«Mon cher ami...»

CORRESPONDANCES Le poète Gustave Roud a entretenu toute sa vie une riche correspondance, notamment avec les critiques Georges Nicole et Marcel Raymond. Deux recueils de cet échange épistolaire ainsi qu'un ouvrage réunissant des articles de Nicole ont récemment remis au coeur de l'actualité ces hommes de lettres qui ont façonné le paysage poétique et critique romand du XXe siècle.

Etablie et présentée par Stéphane Pétermann, assistant au Centre de recherches sur les lettres romandes (CRLR), la Correspondance entre Roud et Nicole s'échelonne sur près de quarante ans, de la fin de leurs études en 1920 à la mort brutale de Nicole en 1959, et offre un éclairage exceptionnel sur la vie littéraire de l'époque. Ecriture, poétique et relation au monde sont au coeur d'un dialogue (plus de 600 missives) qui se fait de plus en plus intime, Roud reconnaissant en Nicole son interprète le plus juste, parlant à son sujet de «divination quasi miraculeuse», Nicole finissant par placer dans le poète des attentes démesurées alors qu'il sombre plus avant dans ses angoisses.

Car les deux hommes partagent un sentiment d'échec et d'impuissance fondamentale, corollaire d'une haute exigence esthétique et morale. Mais ils vivent différemment leur solitude: «Si Roud décèle dans son inadéquation vis-à-vis du réel et de ses contraintes la condamnation à une forme de mort symbolique, elle est aussi pour lui la source et le moteur de sa quête intime; chez Nicole, elle est une entrave qui le voue à l'impuissance créatrice, et qui l'a conduit au suicide», écrit Stéphane Pétermann dans sa préface.
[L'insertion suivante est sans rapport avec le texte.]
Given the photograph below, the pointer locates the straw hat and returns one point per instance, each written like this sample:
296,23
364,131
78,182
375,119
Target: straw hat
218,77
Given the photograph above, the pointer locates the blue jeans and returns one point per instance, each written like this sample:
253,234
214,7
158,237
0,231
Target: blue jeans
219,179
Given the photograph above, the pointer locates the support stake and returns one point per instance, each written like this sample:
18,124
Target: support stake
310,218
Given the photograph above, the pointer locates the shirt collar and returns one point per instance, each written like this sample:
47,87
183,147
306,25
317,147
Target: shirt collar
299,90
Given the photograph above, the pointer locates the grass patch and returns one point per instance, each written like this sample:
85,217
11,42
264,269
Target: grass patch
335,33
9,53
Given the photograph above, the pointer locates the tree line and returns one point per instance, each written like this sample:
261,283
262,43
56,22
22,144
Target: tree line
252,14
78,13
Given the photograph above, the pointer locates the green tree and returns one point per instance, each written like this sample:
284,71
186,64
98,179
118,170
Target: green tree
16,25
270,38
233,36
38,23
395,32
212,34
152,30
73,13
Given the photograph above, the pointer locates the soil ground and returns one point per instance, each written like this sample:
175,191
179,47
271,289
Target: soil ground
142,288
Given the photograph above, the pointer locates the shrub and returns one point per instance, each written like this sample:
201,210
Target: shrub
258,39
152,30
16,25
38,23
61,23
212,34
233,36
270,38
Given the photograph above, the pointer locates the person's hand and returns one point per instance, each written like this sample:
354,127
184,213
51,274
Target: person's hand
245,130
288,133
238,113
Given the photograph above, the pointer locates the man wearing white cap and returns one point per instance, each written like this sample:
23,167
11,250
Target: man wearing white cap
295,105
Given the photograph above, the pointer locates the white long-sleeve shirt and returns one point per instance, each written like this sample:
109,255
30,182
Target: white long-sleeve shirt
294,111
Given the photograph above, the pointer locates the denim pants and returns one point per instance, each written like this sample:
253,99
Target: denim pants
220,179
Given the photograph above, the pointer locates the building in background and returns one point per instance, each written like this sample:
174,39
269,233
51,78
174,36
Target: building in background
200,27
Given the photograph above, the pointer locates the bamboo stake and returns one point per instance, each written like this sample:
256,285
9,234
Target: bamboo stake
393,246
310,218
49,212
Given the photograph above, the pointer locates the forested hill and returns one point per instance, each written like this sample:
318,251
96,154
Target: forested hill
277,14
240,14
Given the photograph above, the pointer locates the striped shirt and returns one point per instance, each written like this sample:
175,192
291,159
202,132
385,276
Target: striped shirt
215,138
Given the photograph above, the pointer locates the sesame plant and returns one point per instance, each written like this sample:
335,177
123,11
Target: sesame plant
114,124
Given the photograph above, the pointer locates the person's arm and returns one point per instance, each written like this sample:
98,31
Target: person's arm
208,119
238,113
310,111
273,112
Pour Nicole, la langue critique n'est jamais à la hauteur de la poésie qu'elle s'efforce de décrire. «Chaque phrase de toi exige une adéquation si complète que tout recul explicateur semble une trahison», écrit-il à Roud en 1933. C'est qu'il considère la parole poétique comme une forme de métaphysique, un verbe qui révèle. La poésie de Roud semble réaliser son idéal, qui cherche à rejoindre une forme de transcendance.

L'histoire a retenu de Nicole l'image d'un poète maudit, dont les vers ont été publiés à titre posthume. Or il a édité quelques textes poétiques de son vivant. Mais surtout, en tant que critique, il a joué un rôle de véritable «conscience poétique» en Suisse romande. Sa correspondance avec Roud invite ainsi à redécouvrir une voix critique qui force le respect.

Celle-ci se dévoile avec toute son acuité dans La Poésie est le réel absolu, recueil de ses articles et chroniques réunis par Daniel Maggetti, directeur du CRLR. Georges Nicole se place dans la position de «celui dont le seul talent est une écoute attentive», écrit Maggetti. Mais cette humilité va de pair avec une intime compréhension des oeuvres et de l'univers des auteurs. Discernant les textes à portée spirituelle ainsi que les voix les plus remarquables de la poésie de son temps – Crisinel, Matthey, Roud, Jaccottet, Chappaz, Velan –, Nicole a contribué à créer ce qu'on a appelé le «canon poétique romand» du XXe siècle, qui se distingue par une relation particulière à la transcendance. Il a ainsi participé à l'affirmation d'une identité littéraire spécifique à la Suisse romande.

On lira enfin la correspondance entre Gustave Roud et un autre prestigieux critique, Marcel Raymond. Tous deux se sont rencontrés aux éditions de la Guilde du livre – Raymond rejoint Roud au sein de son Comité littéraire en 1942, et ils en seront des membres actif jusqu'à sa dissolution en 1967. Ils s'écriront pendant 33 ans, jusqu'à la mort de Roud. 

 

Gustave Roud, Georges Nicole. Correspondance 1920-1959, édition établie, annotée et présentée par Stéphane Pétermann, Infolio, 2009, 1286 pp.

Georges Nicole, La Poésie est le réel absolu, Articles et chroniques, textes choisis, annotés et présentés par Daniel Maggetti, L'Aire, 2009, 226 pp.

Gustave Roud, Marcel Raymond. Correspondance 1942-1976, édition établie par Nicolas Fleury et Timothée Léchot, Cahiers Gustave Roud n° 13, Association des Amis de Gustave Roud, 2009, 178 pp.